Les émeutes ont failli reprendre de plus belle n’était le tact de l’administrateur qui est allé supplier les comités de quartier et prendre attache avec les autorités pour, enfin, obtenir l’arrêt des travaux. C’est aussi cela le boulot de cet administrateur qui souhaite une seule chose : que les autorités organisent des élections partielles pour que lui s’en aille. “Nous sommes en train de payer à leur place à travers cette situation intenable faite d’insécurité, de constructions illicites et, pire encore, de désobéissance civile. C’est dur..., et on peut s’estimer heureux qu’il n’y ait pas de révolte quand on sait que les autorités ont sciemment interdit toute subvention aux activités sportives. Dites-moi qu’est-ce que l’on cherche quand on prive les jeunes de pratiquer le sport sachant qu’il n’existe aucun autre moyen de les occuper ? Y a-t-il des projets de développement lancés depuis 2002 ? Toutes nos fiches techniques sont restées lettre morte.
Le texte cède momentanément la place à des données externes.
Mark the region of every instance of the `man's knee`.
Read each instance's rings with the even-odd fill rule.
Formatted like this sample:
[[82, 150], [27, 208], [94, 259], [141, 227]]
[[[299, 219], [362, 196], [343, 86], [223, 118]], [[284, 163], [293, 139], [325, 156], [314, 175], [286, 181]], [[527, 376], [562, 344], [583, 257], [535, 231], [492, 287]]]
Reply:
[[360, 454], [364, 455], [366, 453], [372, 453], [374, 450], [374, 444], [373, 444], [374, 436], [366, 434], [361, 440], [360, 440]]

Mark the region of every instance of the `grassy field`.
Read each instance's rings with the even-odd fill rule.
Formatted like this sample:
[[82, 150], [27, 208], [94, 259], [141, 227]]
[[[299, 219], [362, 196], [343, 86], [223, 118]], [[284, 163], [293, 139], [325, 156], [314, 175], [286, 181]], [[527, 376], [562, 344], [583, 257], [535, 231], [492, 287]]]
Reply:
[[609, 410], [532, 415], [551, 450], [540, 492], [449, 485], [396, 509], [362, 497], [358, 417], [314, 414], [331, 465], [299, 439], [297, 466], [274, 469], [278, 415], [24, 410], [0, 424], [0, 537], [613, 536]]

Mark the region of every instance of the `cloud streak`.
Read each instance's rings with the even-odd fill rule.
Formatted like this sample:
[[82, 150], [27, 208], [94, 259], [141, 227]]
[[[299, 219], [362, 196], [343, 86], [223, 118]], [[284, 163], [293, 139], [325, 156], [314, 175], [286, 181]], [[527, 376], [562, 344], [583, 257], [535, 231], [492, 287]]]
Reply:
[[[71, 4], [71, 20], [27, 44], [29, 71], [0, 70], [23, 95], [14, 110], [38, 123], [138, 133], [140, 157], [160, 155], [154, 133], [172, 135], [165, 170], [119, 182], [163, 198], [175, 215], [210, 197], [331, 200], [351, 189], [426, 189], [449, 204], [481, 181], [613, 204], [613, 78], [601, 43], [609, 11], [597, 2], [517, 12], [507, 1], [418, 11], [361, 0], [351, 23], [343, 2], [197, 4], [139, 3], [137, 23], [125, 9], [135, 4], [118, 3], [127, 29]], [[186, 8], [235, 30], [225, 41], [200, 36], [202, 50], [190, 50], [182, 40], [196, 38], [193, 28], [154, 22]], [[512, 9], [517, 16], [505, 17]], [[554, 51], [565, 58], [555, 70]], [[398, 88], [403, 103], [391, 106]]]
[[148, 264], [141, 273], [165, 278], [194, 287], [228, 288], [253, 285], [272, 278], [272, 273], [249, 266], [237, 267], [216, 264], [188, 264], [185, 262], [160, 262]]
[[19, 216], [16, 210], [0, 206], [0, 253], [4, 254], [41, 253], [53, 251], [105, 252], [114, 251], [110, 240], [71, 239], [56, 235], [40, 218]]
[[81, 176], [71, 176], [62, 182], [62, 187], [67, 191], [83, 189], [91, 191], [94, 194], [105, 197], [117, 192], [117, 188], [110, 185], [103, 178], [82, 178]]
J’ai essayé de dépasser un peu mes maigres prérogatives pour proposer des programmes mais elles n’ont jamais connu de suite. Le pécule que ramasse la commune dans les taxes foncières de l’abattoir et des marchés couverts sert à peine à couvrir quelques petites opérations de réfection de l’AEP pour au moins éviter la propagation des maladies à transmission hydrique”, affirmera-t-il.

Cette situation d’abandon est illustrée aussi par la fameuse décision du président de la République de construire 100 locaux commerciaux dans toutes les communes au profit des jeunes.

En effet, l’administrateur précise qu’il a vite sauté sur l’occasion en dégageant une assiette et élaboré l’étude avant d’expédier le projet à la wilaya.
Mais, les mois passent sans que le gestionnaire d’Amizour n’obtienne de réponse de la wilaya. M. Amrouche fait un constat amer mais lucide : “Rien ne peut remplacer une assemblée élue.” Le provisoire a trop duré pour lui ; jusqu’à quand encore ?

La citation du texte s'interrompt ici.